A healthy society is not defined by how it treats those who are strong and secure. It is defined by how it treats those who are vulnerable. This does not mean ignoring complexity or dismissing legitimate concerns. Rather, it means addressing those concerns with wisdom, honesty, and compassion, without losing sight of the humanity of those involved. We can seek safety and compassion at the same time. These are not opposing values, but complementary ones.

A Spiritual Reflection

From a spiritual perspective, this reflection reaches even deeper. As a Christian, I am reminded that every person bears the image of God. This truth does not depend on a person’s success, stability, or social standing. It remains present even in weakness, even in struggle. Again and again, the ministry of Christ moved toward those whom society had pushed aside—the poor, the sick, the excluded, and the forgotten. He did not see them as problems to be removed, but as persons to be loved.
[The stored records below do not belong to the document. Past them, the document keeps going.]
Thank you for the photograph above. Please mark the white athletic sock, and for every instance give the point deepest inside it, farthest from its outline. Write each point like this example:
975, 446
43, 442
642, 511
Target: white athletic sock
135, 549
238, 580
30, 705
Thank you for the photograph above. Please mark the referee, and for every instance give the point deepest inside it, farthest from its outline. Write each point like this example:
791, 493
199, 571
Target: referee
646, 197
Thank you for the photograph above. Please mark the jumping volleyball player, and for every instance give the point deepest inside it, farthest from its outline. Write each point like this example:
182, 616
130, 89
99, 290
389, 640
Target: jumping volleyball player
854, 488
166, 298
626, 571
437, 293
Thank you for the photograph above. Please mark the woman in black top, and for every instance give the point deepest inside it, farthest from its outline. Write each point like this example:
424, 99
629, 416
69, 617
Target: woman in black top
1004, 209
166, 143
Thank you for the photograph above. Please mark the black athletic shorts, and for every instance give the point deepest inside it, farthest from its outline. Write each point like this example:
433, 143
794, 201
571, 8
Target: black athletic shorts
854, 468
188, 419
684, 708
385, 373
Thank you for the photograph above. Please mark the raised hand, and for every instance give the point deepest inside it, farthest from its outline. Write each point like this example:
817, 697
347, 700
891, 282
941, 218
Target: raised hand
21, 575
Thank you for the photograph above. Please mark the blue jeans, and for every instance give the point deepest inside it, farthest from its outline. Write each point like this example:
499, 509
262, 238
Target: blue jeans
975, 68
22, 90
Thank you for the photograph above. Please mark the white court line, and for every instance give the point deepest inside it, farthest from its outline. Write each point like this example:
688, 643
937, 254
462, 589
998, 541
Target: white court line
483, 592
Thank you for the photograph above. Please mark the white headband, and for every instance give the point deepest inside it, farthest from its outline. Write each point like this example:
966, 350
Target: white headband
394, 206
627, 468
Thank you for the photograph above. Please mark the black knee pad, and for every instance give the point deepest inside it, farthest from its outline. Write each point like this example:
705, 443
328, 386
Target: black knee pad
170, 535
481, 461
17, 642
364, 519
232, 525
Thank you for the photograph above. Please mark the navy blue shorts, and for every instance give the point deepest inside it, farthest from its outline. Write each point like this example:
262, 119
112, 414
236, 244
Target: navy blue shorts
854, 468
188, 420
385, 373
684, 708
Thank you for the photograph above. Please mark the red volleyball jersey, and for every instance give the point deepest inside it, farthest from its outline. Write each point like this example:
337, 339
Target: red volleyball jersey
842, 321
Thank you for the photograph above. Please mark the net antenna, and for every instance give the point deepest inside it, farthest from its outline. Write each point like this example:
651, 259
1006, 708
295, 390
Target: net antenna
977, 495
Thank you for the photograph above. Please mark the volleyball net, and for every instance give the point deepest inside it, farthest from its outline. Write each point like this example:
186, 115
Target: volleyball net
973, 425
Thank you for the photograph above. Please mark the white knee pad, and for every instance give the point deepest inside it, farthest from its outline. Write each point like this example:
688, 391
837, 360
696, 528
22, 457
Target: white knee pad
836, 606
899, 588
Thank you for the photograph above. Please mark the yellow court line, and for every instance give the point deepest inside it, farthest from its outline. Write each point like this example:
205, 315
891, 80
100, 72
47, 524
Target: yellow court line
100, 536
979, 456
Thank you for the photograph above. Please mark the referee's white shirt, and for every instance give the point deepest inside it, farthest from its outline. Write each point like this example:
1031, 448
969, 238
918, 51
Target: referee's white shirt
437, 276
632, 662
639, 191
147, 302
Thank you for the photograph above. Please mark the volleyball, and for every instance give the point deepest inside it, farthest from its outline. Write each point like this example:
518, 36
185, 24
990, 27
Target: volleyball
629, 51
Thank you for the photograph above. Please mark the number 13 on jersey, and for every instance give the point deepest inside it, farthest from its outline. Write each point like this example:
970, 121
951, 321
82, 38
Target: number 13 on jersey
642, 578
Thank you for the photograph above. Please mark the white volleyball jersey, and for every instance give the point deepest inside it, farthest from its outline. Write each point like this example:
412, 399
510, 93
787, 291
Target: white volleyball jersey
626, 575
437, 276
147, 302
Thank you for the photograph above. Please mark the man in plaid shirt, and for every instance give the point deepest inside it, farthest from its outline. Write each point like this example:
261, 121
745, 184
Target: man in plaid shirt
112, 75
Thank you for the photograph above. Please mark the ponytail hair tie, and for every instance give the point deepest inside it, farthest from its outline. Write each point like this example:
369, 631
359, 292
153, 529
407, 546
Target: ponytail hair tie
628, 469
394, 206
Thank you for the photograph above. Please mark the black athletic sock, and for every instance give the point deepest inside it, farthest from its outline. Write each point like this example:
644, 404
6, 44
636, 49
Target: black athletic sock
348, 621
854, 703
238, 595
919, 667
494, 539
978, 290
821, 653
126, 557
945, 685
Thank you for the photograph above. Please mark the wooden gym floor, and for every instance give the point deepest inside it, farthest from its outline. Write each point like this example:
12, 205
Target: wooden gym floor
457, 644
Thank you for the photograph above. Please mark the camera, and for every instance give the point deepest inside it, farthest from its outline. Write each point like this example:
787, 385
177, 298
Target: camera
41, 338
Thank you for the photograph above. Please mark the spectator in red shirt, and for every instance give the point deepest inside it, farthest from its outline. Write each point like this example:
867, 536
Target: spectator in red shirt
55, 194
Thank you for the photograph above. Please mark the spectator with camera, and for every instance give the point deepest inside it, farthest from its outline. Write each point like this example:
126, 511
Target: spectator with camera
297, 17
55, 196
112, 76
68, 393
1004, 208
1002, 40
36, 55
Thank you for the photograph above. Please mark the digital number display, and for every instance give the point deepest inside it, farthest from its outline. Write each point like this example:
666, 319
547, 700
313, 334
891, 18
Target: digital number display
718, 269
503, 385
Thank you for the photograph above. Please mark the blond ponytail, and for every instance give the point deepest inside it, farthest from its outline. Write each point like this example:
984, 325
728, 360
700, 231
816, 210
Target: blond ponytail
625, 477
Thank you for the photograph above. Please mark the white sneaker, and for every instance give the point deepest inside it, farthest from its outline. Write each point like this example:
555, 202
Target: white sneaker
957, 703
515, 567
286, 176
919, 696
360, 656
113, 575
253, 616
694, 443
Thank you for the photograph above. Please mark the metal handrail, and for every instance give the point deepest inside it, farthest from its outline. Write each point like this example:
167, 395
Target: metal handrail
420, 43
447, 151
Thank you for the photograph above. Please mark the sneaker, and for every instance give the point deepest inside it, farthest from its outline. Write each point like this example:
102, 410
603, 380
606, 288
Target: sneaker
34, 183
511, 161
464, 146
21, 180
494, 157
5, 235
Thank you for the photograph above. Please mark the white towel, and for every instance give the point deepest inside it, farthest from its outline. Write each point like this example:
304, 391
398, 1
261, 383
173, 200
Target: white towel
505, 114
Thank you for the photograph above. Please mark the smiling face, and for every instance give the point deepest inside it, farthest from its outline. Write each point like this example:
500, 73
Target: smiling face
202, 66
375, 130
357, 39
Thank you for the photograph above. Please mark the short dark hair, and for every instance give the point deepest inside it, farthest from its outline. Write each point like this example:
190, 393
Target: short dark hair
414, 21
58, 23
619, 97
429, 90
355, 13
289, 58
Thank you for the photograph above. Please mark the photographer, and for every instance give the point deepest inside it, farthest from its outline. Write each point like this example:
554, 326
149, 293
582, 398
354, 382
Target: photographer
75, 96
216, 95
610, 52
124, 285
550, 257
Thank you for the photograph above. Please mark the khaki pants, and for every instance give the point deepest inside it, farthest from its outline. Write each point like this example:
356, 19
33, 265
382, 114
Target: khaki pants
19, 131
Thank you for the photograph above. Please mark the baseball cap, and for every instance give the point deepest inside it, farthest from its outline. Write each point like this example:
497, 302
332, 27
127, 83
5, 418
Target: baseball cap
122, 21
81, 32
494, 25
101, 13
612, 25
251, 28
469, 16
In doing so, he revealed something essential not only about God, but about the kind of community we are called to become. A community rooted in compassion does not deny suffering. It meets suffering with presence.

Moving Forward Together

We live in a time marked by uncertainty. Housing insecurity is real. Economic pressures are real. Social trust is fragile. In such a time, it becomes even more important to choose carefully how we see one another and how we speak about one another.

We can allow fear to shape our response. Or we can allow compassion to guide it.

We can use words that divide. Or we can use words that restore dignity.

The path we choose will shape not only public policy, but the moral character of our community itself. May we have the wisdom to see one another clearly, the courage to act with compassion, and the humility to remember that the strength of a community is found not in exclusion, but in the care we offer to one another.